Especialistas acreditam que a medida é um avanço nas lutas contra obesidade e consumo exagerado de alimentos impróprios

Publicado em 11/01/2017

Publicidade de alimentos que não favorecem a saúde infantil pode ter os seus dias contados. Isso porque, um grupo de 11 empresas de alimentos e bebidas não alcoólicas divulgaram um acordo que visa a autorregulação da publicidade direcionada para crianças. Especialistas acreditam que a medida é um avanço nas lutas contra obesidade e consumo exagerado de alimentos impróprios, no entanto, apontam falhas que poderiam enfraquecer o pacto.

Segundo informações divulgadas no site do jornal Folha de S. Paulo, as empresas que assumiram o pacto são Coca-Cola Brasil, Ferrero, Kellogg's, McDonald's, Nestlé, Unilever, PepsiCo, Mondelez, Mars, General Mills e Grupo Bimbo.

No acordo, elas se comprometeram em não produzir anúncios de itens pouco saudáveis, entre eles chocolate, refrigerantes ou manteigas para as crianças abaixo de 12 anos. Também decidiram unificar os critérios nutricionais mínimos que um produto deve ter para poder ser anunciado ao público infantil. Já água engarrafada, sucos e outros produtos 100% à base de fruta, castanhas e sementes sem adição de sal, não sofrerão qualquer restrição e poderão ser anunciados aos pequenos.

Discussão à tona

Para especialistas, as medidas estão aquém do ideal, pois seria difícil, por exemplo, determinar se o alcance de peças publicitárias "adultas" de refrigerante ou de chocolate não é mais amplo do que aparenta. Entretanto, a medida ainda assim pode ser promissora.
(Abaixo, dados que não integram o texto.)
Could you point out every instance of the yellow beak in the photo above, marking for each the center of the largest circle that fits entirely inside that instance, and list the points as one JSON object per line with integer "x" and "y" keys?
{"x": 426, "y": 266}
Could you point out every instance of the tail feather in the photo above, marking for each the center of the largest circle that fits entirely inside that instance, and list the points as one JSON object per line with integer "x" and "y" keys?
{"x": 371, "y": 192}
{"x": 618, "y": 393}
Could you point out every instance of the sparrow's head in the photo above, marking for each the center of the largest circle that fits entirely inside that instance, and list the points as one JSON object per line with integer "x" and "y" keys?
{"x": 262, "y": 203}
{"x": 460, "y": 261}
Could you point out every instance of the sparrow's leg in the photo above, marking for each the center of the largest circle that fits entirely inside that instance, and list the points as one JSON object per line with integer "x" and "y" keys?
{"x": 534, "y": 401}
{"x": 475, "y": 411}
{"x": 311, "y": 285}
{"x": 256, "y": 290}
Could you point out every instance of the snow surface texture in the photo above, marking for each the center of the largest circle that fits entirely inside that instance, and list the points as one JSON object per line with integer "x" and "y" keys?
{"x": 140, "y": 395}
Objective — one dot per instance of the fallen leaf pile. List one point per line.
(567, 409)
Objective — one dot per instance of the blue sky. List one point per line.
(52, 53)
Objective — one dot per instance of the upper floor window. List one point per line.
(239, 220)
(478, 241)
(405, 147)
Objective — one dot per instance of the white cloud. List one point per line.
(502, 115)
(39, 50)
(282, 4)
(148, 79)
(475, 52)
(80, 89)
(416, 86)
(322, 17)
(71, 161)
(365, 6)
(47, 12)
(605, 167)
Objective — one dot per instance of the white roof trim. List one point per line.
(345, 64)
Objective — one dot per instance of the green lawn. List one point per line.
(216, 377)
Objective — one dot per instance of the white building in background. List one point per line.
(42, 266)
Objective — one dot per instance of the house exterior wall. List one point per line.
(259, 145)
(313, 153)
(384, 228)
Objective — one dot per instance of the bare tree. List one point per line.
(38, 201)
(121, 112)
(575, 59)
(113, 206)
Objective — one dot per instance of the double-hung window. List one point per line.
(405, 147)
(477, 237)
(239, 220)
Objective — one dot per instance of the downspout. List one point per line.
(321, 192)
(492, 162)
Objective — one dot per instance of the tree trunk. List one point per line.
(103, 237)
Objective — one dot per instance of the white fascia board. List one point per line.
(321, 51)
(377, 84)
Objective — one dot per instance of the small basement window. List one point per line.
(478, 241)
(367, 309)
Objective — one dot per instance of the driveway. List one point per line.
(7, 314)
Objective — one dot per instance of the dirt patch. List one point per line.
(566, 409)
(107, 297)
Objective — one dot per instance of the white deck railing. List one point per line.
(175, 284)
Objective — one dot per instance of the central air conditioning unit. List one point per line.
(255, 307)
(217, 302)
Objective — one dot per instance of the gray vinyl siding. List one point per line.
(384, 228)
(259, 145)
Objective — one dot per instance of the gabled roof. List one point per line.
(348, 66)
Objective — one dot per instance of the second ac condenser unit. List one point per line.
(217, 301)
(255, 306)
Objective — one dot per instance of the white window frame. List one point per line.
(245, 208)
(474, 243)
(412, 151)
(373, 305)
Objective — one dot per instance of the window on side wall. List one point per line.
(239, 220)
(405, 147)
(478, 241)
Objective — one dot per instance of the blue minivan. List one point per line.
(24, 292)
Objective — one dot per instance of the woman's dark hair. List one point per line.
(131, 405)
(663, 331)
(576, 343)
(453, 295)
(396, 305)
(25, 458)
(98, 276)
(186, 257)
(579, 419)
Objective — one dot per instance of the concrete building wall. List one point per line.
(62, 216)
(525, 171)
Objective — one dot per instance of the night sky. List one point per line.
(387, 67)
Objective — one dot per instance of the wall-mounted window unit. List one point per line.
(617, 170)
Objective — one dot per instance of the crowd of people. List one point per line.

"Considerando que a legislação atual não está sendo cumprida, é um avanço. Esse anúncio mostra que a indústria reconhece que a publicidade pode ser danosa para o público infantil, pelo menos em algumas circunstâncias", diz Isabella Henriques, diretora do Instituto Alana, ONG que há dez anos atua na área que discute o consumo entre crianças.

A proposta é que uma auditoria independente (feita pela KPMG) cuide do monitoramento e alerte as empresas sobre eventuais deslizes no acordo de autorregulação.